18F-FDG-PET can be used for diagnosis of malignancies because of its capacity to detect metabolic activity in malignant cells. IgG4-related disease has also been reported to demonstrate high 18F-FDG uptake in diseased sites [6]. Although the value of SUV may increase in both inflammatory and malignant lesions, PET-CT remains a useful test to identify the extent of a lesion in IgG4-related disease.

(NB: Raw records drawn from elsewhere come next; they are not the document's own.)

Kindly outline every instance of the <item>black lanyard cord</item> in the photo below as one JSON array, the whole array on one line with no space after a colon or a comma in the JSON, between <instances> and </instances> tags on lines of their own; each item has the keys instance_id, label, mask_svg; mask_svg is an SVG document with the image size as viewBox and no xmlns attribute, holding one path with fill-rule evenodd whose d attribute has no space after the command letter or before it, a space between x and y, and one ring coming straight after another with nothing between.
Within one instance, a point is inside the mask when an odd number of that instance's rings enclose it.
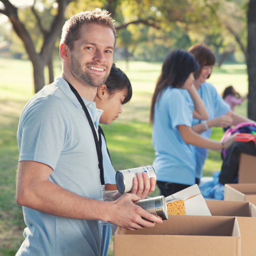
<instances>
[{"instance_id":1,"label":"black lanyard cord","mask_svg":"<svg viewBox=\"0 0 256 256\"><path fill-rule=\"evenodd\" d=\"M67 81L67 82L69 84L69 86L71 90L74 92L74 94L75 95L77 98L77 100L78 100L78 101L79 101L79 102L82 106L82 108L84 110L84 112L85 115L87 117L88 121L89 122L89 124L91 127L91 129L92 130L92 134L93 134L93 138L94 138L94 141L95 141L95 145L96 146L96 150L97 151L97 155L98 156L98 161L99 161L99 169L100 169L100 183L101 183L102 185L105 185L105 181L104 180L104 174L102 160L103 158L102 156L102 151L101 150L102 141L101 141L101 134L100 129L100 128L98 129L98 133L99 134L99 140L98 140L97 134L94 128L94 125L93 124L91 116L89 114L89 111L88 111L88 109L87 109L87 108L86 108L86 106L85 106L84 102L80 95L79 95L79 94L77 92L77 90L76 90L76 89L68 82ZM100 126L99 126L99 127Z\"/></svg>"}]
</instances>

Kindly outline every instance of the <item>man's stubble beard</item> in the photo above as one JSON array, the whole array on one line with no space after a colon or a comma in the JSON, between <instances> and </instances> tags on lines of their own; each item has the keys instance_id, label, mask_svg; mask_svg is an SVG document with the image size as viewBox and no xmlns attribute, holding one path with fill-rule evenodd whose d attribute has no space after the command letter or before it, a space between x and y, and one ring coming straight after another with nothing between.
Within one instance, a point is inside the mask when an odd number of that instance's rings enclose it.
<instances>
[{"instance_id":1,"label":"man's stubble beard","mask_svg":"<svg viewBox=\"0 0 256 256\"><path fill-rule=\"evenodd\" d=\"M90 66L95 66L95 64L90 64ZM106 74L104 77L101 75L97 76L95 74L94 77L92 77L88 72L86 71L86 65L83 69L83 66L80 64L79 61L77 61L76 58L72 54L70 61L70 68L72 73L77 76L80 79L82 80L91 86L93 87L100 87L106 82L110 72L110 69L107 67L104 67Z\"/></svg>"}]
</instances>

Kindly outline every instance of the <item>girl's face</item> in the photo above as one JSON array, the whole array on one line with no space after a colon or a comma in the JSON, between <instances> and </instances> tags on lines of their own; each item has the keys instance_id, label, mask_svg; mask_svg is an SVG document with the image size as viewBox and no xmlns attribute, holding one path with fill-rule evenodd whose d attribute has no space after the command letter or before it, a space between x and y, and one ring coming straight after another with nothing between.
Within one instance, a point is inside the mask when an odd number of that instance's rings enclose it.
<instances>
[{"instance_id":1,"label":"girl's face","mask_svg":"<svg viewBox=\"0 0 256 256\"><path fill-rule=\"evenodd\" d=\"M100 91L100 89L98 89L98 93L100 94L101 97L100 98L96 97L95 101L97 108L103 110L100 123L107 125L115 120L119 114L123 112L122 103L126 97L128 90L125 88L121 91L116 91L114 94L110 95L106 90L106 86L103 84L102 86L105 87L103 90Z\"/></svg>"},{"instance_id":2,"label":"girl's face","mask_svg":"<svg viewBox=\"0 0 256 256\"><path fill-rule=\"evenodd\" d=\"M187 90L189 89L193 84L195 78L194 78L194 74L193 73L190 73L187 79L186 80L186 82L182 87L182 89Z\"/></svg>"},{"instance_id":3,"label":"girl's face","mask_svg":"<svg viewBox=\"0 0 256 256\"><path fill-rule=\"evenodd\" d=\"M204 66L202 69L199 77L196 80L197 83L201 84L204 83L211 74L212 70L212 65Z\"/></svg>"}]
</instances>

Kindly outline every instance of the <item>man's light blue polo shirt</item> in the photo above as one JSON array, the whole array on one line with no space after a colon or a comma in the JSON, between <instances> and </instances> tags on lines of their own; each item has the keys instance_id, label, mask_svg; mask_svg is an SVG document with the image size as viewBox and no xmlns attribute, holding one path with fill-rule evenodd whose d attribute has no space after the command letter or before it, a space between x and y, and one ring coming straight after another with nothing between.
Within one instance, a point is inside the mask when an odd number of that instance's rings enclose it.
<instances>
[{"instance_id":1,"label":"man's light blue polo shirt","mask_svg":"<svg viewBox=\"0 0 256 256\"><path fill-rule=\"evenodd\" d=\"M84 100L97 128L102 111ZM102 191L92 133L84 113L60 77L27 104L17 133L19 161L43 163L53 169L49 180L85 197ZM102 230L97 220L64 218L23 207L27 227L17 255L97 255Z\"/></svg>"}]
</instances>

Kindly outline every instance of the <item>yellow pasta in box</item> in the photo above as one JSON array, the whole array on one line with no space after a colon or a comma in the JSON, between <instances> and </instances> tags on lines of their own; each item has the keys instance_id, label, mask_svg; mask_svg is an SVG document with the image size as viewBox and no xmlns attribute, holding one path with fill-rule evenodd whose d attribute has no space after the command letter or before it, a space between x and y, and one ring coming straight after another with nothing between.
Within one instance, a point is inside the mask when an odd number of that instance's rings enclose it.
<instances>
[{"instance_id":1,"label":"yellow pasta in box","mask_svg":"<svg viewBox=\"0 0 256 256\"><path fill-rule=\"evenodd\" d=\"M169 215L186 215L183 199L167 203L167 206Z\"/></svg>"}]
</instances>

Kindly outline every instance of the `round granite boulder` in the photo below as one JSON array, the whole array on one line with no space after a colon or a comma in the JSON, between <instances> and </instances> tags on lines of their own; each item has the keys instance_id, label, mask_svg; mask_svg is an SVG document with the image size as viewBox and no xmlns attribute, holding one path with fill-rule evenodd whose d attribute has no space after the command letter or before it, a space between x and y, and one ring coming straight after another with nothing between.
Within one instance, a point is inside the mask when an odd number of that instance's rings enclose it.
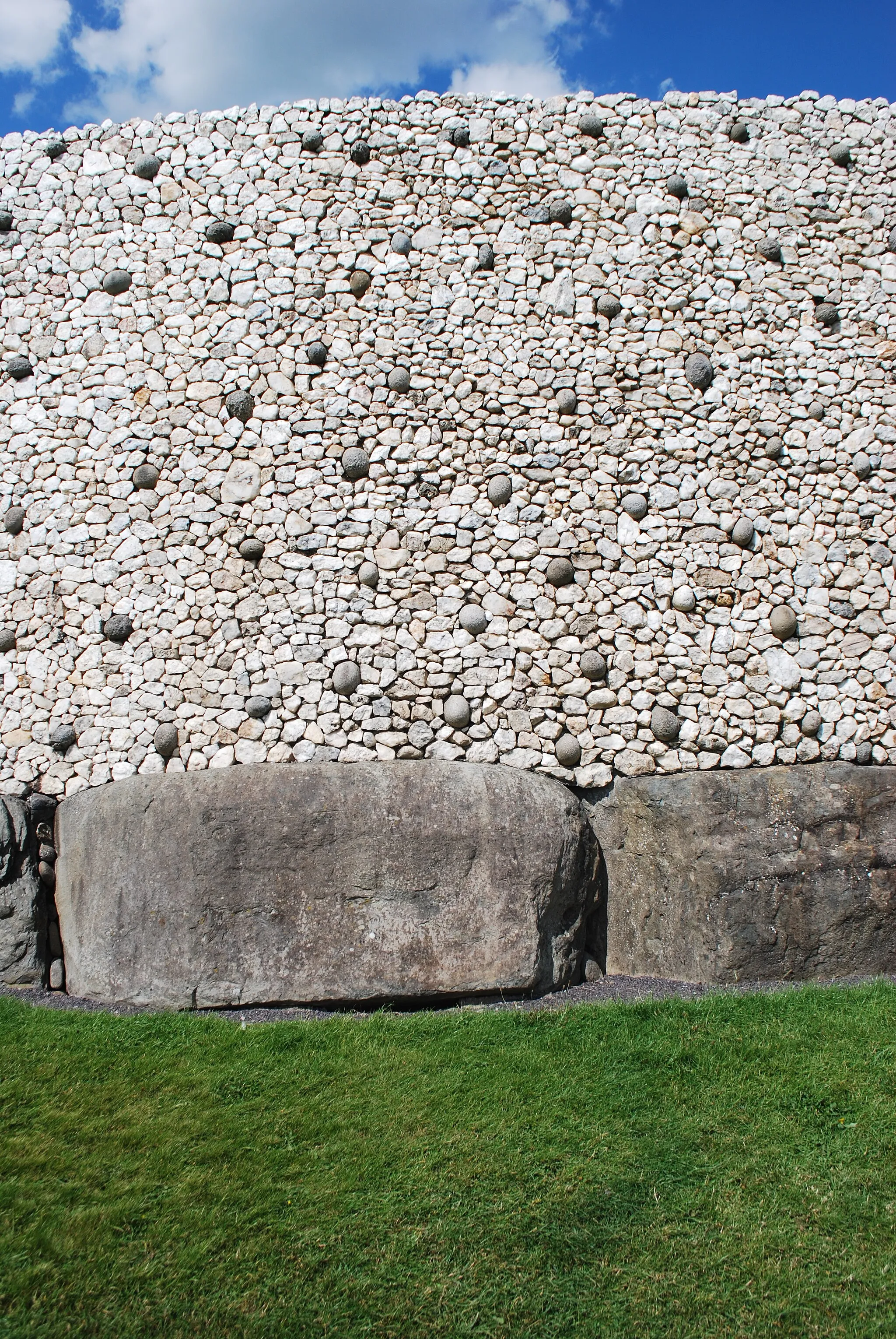
<instances>
[{"instance_id":1,"label":"round granite boulder","mask_svg":"<svg viewBox=\"0 0 896 1339\"><path fill-rule=\"evenodd\" d=\"M171 720L161 724L153 735L153 746L161 758L171 758L178 750L179 739L177 726Z\"/></svg>"},{"instance_id":2,"label":"round granite boulder","mask_svg":"<svg viewBox=\"0 0 896 1339\"><path fill-rule=\"evenodd\" d=\"M569 558L552 558L545 572L545 580L552 586L572 585L576 580L576 569Z\"/></svg>"},{"instance_id":3,"label":"round granite boulder","mask_svg":"<svg viewBox=\"0 0 896 1339\"><path fill-rule=\"evenodd\" d=\"M240 419L241 423L248 423L254 408L254 395L249 395L248 391L230 391L225 404L230 418Z\"/></svg>"},{"instance_id":4,"label":"round granite boulder","mask_svg":"<svg viewBox=\"0 0 896 1339\"><path fill-rule=\"evenodd\" d=\"M115 641L122 645L130 637L134 631L134 624L127 617L126 613L114 613L111 617L106 619L103 624L103 636L107 641Z\"/></svg>"},{"instance_id":5,"label":"round granite boulder","mask_svg":"<svg viewBox=\"0 0 896 1339\"><path fill-rule=\"evenodd\" d=\"M141 154L135 159L131 171L143 181L153 181L154 177L158 177L161 167L162 159L157 158L155 154Z\"/></svg>"},{"instance_id":6,"label":"round granite boulder","mask_svg":"<svg viewBox=\"0 0 896 1339\"><path fill-rule=\"evenodd\" d=\"M205 229L206 242L214 242L216 246L224 246L225 242L233 241L233 234L236 228L233 224L228 224L224 218L216 218L213 224Z\"/></svg>"},{"instance_id":7,"label":"round granite boulder","mask_svg":"<svg viewBox=\"0 0 896 1339\"><path fill-rule=\"evenodd\" d=\"M607 678L607 661L600 651L583 651L579 656L579 668L583 678L591 683L600 683Z\"/></svg>"},{"instance_id":8,"label":"round granite boulder","mask_svg":"<svg viewBox=\"0 0 896 1339\"><path fill-rule=\"evenodd\" d=\"M390 391L398 391L399 395L411 388L411 374L406 367L394 367L386 380Z\"/></svg>"},{"instance_id":9,"label":"round granite boulder","mask_svg":"<svg viewBox=\"0 0 896 1339\"><path fill-rule=\"evenodd\" d=\"M577 767L581 762L581 744L575 735L560 735L553 751L561 767Z\"/></svg>"},{"instance_id":10,"label":"round granite boulder","mask_svg":"<svg viewBox=\"0 0 896 1339\"><path fill-rule=\"evenodd\" d=\"M343 451L343 474L347 479L366 479L370 471L370 455L362 446L350 446Z\"/></svg>"},{"instance_id":11,"label":"round granite boulder","mask_svg":"<svg viewBox=\"0 0 896 1339\"><path fill-rule=\"evenodd\" d=\"M755 534L755 528L749 516L741 516L734 522L731 529L731 542L737 544L739 549L749 549L753 544L753 536Z\"/></svg>"},{"instance_id":12,"label":"round granite boulder","mask_svg":"<svg viewBox=\"0 0 896 1339\"><path fill-rule=\"evenodd\" d=\"M650 715L650 727L654 739L659 739L663 744L671 744L674 739L678 739L682 722L667 707L654 707Z\"/></svg>"},{"instance_id":13,"label":"round granite boulder","mask_svg":"<svg viewBox=\"0 0 896 1339\"><path fill-rule=\"evenodd\" d=\"M333 670L333 692L340 698L351 698L360 684L360 670L354 660L340 660Z\"/></svg>"},{"instance_id":14,"label":"round granite boulder","mask_svg":"<svg viewBox=\"0 0 896 1339\"><path fill-rule=\"evenodd\" d=\"M593 111L587 111L579 118L579 134L588 135L589 139L600 139L604 133L604 123Z\"/></svg>"},{"instance_id":15,"label":"round granite boulder","mask_svg":"<svg viewBox=\"0 0 896 1339\"><path fill-rule=\"evenodd\" d=\"M110 269L108 274L103 279L103 288L111 297L126 293L130 287L131 276L126 269Z\"/></svg>"},{"instance_id":16,"label":"round granite boulder","mask_svg":"<svg viewBox=\"0 0 896 1339\"><path fill-rule=\"evenodd\" d=\"M451 730L466 730L470 724L470 703L462 692L453 692L450 698L445 699L442 714L445 724L450 726Z\"/></svg>"},{"instance_id":17,"label":"round granite boulder","mask_svg":"<svg viewBox=\"0 0 896 1339\"><path fill-rule=\"evenodd\" d=\"M775 604L769 617L769 627L778 641L789 641L797 635L797 616L789 604Z\"/></svg>"},{"instance_id":18,"label":"round granite boulder","mask_svg":"<svg viewBox=\"0 0 896 1339\"><path fill-rule=\"evenodd\" d=\"M372 283L374 280L368 270L356 269L348 280L348 287L351 288L354 297L363 297Z\"/></svg>"},{"instance_id":19,"label":"round granite boulder","mask_svg":"<svg viewBox=\"0 0 896 1339\"><path fill-rule=\"evenodd\" d=\"M478 637L481 632L489 625L489 620L485 616L485 609L481 604L465 604L461 609L457 620L465 632L469 632L473 637Z\"/></svg>"},{"instance_id":20,"label":"round granite boulder","mask_svg":"<svg viewBox=\"0 0 896 1339\"><path fill-rule=\"evenodd\" d=\"M806 739L812 739L813 735L817 735L821 730L821 712L814 710L808 711L800 722L800 730Z\"/></svg>"},{"instance_id":21,"label":"round granite boulder","mask_svg":"<svg viewBox=\"0 0 896 1339\"><path fill-rule=\"evenodd\" d=\"M238 553L246 562L258 562L264 557L264 541L249 534L241 541Z\"/></svg>"},{"instance_id":22,"label":"round granite boulder","mask_svg":"<svg viewBox=\"0 0 896 1339\"><path fill-rule=\"evenodd\" d=\"M158 478L159 474L154 465L138 465L131 474L131 483L135 489L154 489Z\"/></svg>"},{"instance_id":23,"label":"round granite boulder","mask_svg":"<svg viewBox=\"0 0 896 1339\"><path fill-rule=\"evenodd\" d=\"M613 293L603 293L597 299L597 315L605 316L608 321L615 321L623 309L623 304Z\"/></svg>"},{"instance_id":24,"label":"round granite boulder","mask_svg":"<svg viewBox=\"0 0 896 1339\"><path fill-rule=\"evenodd\" d=\"M684 360L684 376L698 391L708 391L713 384L713 364L706 353L691 353Z\"/></svg>"},{"instance_id":25,"label":"round granite boulder","mask_svg":"<svg viewBox=\"0 0 896 1339\"><path fill-rule=\"evenodd\" d=\"M24 382L27 376L33 376L33 367L21 353L16 358L11 358L7 363L7 372L13 379L13 382Z\"/></svg>"},{"instance_id":26,"label":"round granite boulder","mask_svg":"<svg viewBox=\"0 0 896 1339\"><path fill-rule=\"evenodd\" d=\"M68 753L74 743L78 743L78 735L75 727L70 724L56 726L50 736L50 747L55 753Z\"/></svg>"}]
</instances>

The present case showed retroperitoneal fibrosis, lymphadenopathies, and lung nodules with elevated serum IgG4 concentration. Nodular shadow of the lung was also reported to be a major manifestation in 31 to 46 % of IgG4-related lung diseases [5, 7, 8]. In this case, pathologic examination confirmed the coexistence of lung adenocarcinoma and IgG4-positive plasma cells with obliterative phlebitis in a lung nodule. Previous reports suggested that patients with IgG4-related disease had a higher incidence of malignancies, including lung cancer, pancreatic cancer, colon cancer, and malignant lymphoma [9]. Inoue et al. reported a similar case of lung cancer and IgG4-related disease [10]. The present case is the second report that cancer cells and IgG4-positive plasma cells coexisted with obliterative phlebitis in the same nodule, rather than being just a complication. It is suggested that the production of IgG4 plasma cells may be a response to unknown antigens. Further research is needed to investigate the pathogenesis of IgG4-related disease.

Conclusions

We reported a rare case of lung cancer coexisting with IgG4-related disease in the same lung nodule. Pathologic correlation by bronchoscopy and/or surgery should be considered in cases of suspicious IgG4-related disease appearing in a lung nodule.

Consent

Written informed consent was obtained from the patient for publication of this case report and accompanying images. A copy of the written consent is available for review by the Editor-in-Chief of this journal.